Badrinath Movie Review

Rating: 2.00/5

Critic Rating: (2.00/5)

It is

Another badly processed clone of the new genre called ‘Magadheera’; since we’ve over exhausted our previous retarded brainchild of factionism and guess what, the word ‘factionism’ doesn’t exist. We made that up too. Brilliant aren’t we.

Plot

There’s a place which needs a protector, one guy is chosen and he’s got muscles, a designer sword, bad pronunciation, a dumb female companion with whom he can cut to sets whenever she looks at him with lustful eyes and can kill hundreds of humans at every given opportunity. Sounds similar?

But, the makers claim it to be different this way : The Badrinath temple in Kashmir needs a protector since foreigners over the years have been looting India’s precious temples. That happens to be Badri (Allu Arjun) and he’s so ever devoted to his temple and his master (Prakash Raj). The atheist Alakananda (Tammana) visits the temple with her grandfather and because of circumstances she falls in love with the temple protector.

There are circumstances like the usual Vinayak film back in Andhra Pradesh, you know the drill – someone killed or betrayed someone’s trust and hence there are goons, big houses with pools and loud characters all over the place. The central conflict is for Badri to decide whether he wants to become the next Big Guy of the temple succeeding Prakash Raj and vowing to bachelorhood or to run away with Tammana and banished forever to dance on badly constructed sets.

Major influence or fickle minds?

We see a lot of directors (the bigger ones) from the industry who have been taken captive by the Magadheera hype and are obsessed with repeating the feat. If Magadheera was really that classic of a film from which our makers aren’t able to break free from, that’s excusable. But, the influence itself is a mediocre film with a few minutes of good special effects (great special effects, considering the budget on which it was made) which compensate for the bad acting.
So, fickle uneducated minds should be the answer.

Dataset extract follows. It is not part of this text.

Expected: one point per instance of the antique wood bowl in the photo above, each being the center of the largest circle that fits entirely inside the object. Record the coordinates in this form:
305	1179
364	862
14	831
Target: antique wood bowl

When do you know something’s wrong?

When a warrior/protector of a historical temple in Kashmir is wearing a 30 rupee locket reading Om, you sense that there’s something wrong.

When a dancer as good as Arjun is given moves that make him look like a new producer’s son dancing on badly lit sets, you know for sure that there’s something wrong.

And when Tammana dressed like Britney Spears is lip syncing lines such as "Nee gunde loni gadi lone digi unta…". That is when you confirm that something’s terribly wrong. Not that any of these primitive moves are new and out of blue, but, they do churn up the insides every time.

Actors

Allu Arjun had to work with a bad costume designer, routine lines and bad scenes. All these put together with Arjun’s extreme effort to mouth the slightly difficult words and punch lines, all in all you either laugh at him or feel sorry for someone who can act.

Vinayak had blatantly agreed that they bring in the females for the songs, that sort of frees me of the need to write about Tamanna’s performance. You can say that she cannot dance too.
There’s no such thing as Prakash Raj not doing well, and he holds true to that.

Verdict

Say you pay someone a lot of money to cook you a dish and ‘the someone’ messes it up, badly. You cannot pretend to like it and eat the entire dish and also smile at ‘the someone’ in approval. Respect yourself and your money. Pay for intelligence and art, not for some dude whose only idea of a big budget film is bringing in innumerable cars, choppers and goons.